With the ever-rising costs of higher education tuition, many students are left wondering how they are going to pay for the piece of paper stating they have a Degree when their College and University years are over. Students Loans, Scholarships, and Grant money can only go so far and only apply to so many education hungry students; so what about the rest? Well, for the rest here is some food for thought.
The topic of Crowd Funding has recently hit the news. So the first issue to address is, what is crowd funding? Crowd funding takes place when someone, such as you, takes action to fund a mission or venture, such as going to school, by raising minor amounts of money from major amounts of people. Students can essentially raise their entire College tuition by asking for small contributions from several people or businesses. However, crowd funding requires more than simply asking for money. In a typical setting, the funder creates a short “profile.” This can consist of an introduction, video, list of rewards, and images; anything to make themselves seem memorable to the “donor.”
This profile is then presented by the funder, and people and businesses can chose to support the cause or not. Simple! Right? Maybe.

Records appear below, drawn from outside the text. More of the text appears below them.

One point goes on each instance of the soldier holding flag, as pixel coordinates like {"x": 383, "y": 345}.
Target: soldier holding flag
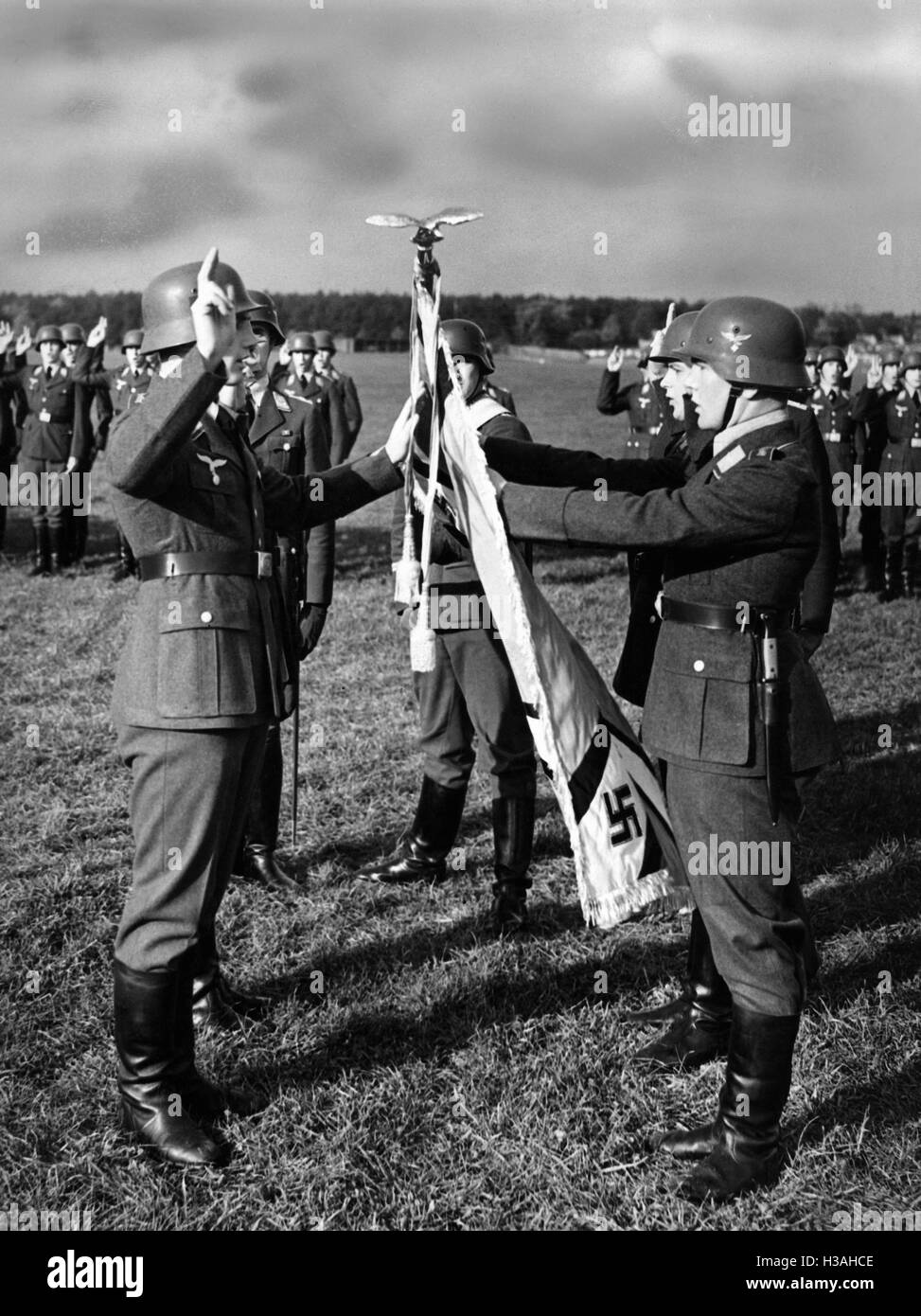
{"x": 733, "y": 707}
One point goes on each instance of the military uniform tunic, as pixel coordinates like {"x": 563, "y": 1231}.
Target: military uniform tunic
{"x": 205, "y": 667}
{"x": 742, "y": 529}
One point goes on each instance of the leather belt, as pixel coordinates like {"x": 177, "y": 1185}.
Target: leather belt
{"x": 159, "y": 566}
{"x": 714, "y": 616}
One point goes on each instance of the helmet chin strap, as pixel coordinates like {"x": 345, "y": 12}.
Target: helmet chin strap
{"x": 735, "y": 394}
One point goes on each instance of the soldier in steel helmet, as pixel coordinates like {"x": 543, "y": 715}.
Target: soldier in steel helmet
{"x": 870, "y": 438}
{"x": 733, "y": 707}
{"x": 206, "y": 667}
{"x": 345, "y": 384}
{"x": 56, "y": 442}
{"x": 471, "y": 690}
{"x": 832, "y": 408}
{"x": 900, "y": 468}
{"x": 640, "y": 400}
{"x": 129, "y": 385}
{"x": 303, "y": 381}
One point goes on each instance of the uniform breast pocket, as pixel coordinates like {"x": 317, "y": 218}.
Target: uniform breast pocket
{"x": 699, "y": 702}
{"x": 284, "y": 453}
{"x": 204, "y": 665}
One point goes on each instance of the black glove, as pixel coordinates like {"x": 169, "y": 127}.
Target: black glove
{"x": 310, "y": 620}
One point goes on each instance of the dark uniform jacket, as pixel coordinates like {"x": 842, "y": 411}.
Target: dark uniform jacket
{"x": 13, "y": 408}
{"x": 836, "y": 425}
{"x": 129, "y": 387}
{"x": 452, "y": 573}
{"x": 744, "y": 528}
{"x": 345, "y": 385}
{"x": 57, "y": 427}
{"x": 330, "y": 408}
{"x": 871, "y": 431}
{"x": 644, "y": 404}
{"x": 287, "y": 435}
{"x": 206, "y": 650}
{"x": 903, "y": 418}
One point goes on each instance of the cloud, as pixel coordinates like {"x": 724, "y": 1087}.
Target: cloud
{"x": 168, "y": 198}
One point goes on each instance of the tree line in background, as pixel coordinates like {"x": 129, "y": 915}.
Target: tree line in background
{"x": 542, "y": 321}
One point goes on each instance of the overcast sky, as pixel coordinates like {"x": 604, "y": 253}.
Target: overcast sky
{"x": 299, "y": 120}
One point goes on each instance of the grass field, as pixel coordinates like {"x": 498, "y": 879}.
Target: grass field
{"x": 418, "y": 1073}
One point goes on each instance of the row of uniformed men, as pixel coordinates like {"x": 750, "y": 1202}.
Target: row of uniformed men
{"x": 58, "y": 415}
{"x": 877, "y": 429}
{"x": 735, "y": 507}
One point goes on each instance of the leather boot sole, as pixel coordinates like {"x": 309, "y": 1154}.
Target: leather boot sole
{"x": 178, "y": 1140}
{"x": 722, "y": 1178}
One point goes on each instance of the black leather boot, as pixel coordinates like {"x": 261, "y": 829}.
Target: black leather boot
{"x": 57, "y": 557}
{"x": 746, "y": 1133}
{"x": 421, "y": 856}
{"x": 127, "y": 562}
{"x": 204, "y": 1100}
{"x": 701, "y": 1032}
{"x": 910, "y": 569}
{"x": 513, "y": 837}
{"x": 893, "y": 573}
{"x": 41, "y": 563}
{"x": 151, "y": 1072}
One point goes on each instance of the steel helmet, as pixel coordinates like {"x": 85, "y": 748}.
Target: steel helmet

So what are some of the benefits of crowd funding? One of the biggest attractions to crowd funding is the fact that big boss corporate businesses are not doing the funding, the general public is. For this reason, there are a few main benefits to crowd funding in relation to the donor. The funder is able to bond with the funded through their imaginative profile, the rewards they may offer, and through the sense of stock in the funded’s greater purpose.
Then there is, of course, the student; he or she who is being funded. Crowd funding offers several benefits for the student, as you may have guessed. First, the student will be able to take this money at no risk and attempt to get through College debt free.
While students may promise some type of “reward” for donors, they are still not obligated to pay the money back and certainly not obligated to pay it back with an outrageous interest rate.
Next, the student will have a chance to truly examine why they want to go to college, who they are, and what they want to do with their life. This may sound cliché, but it is very true. By taking the time to build a creative, fun, and endearing profile to present to potential donors, a person will learn a lot about themselves, even if they don’t mean to. The student then, with new or old found confidence, must present this profile to possible clients, all the while giving them even more confidence: especially when a successful presentation takes place.
Overall, while crowd funding may seem as though it is the adults version of selling cookie dough and popcorn to support something, in reality it is so much more. It is selling the belief that you can accomplish something great with your life—because you can!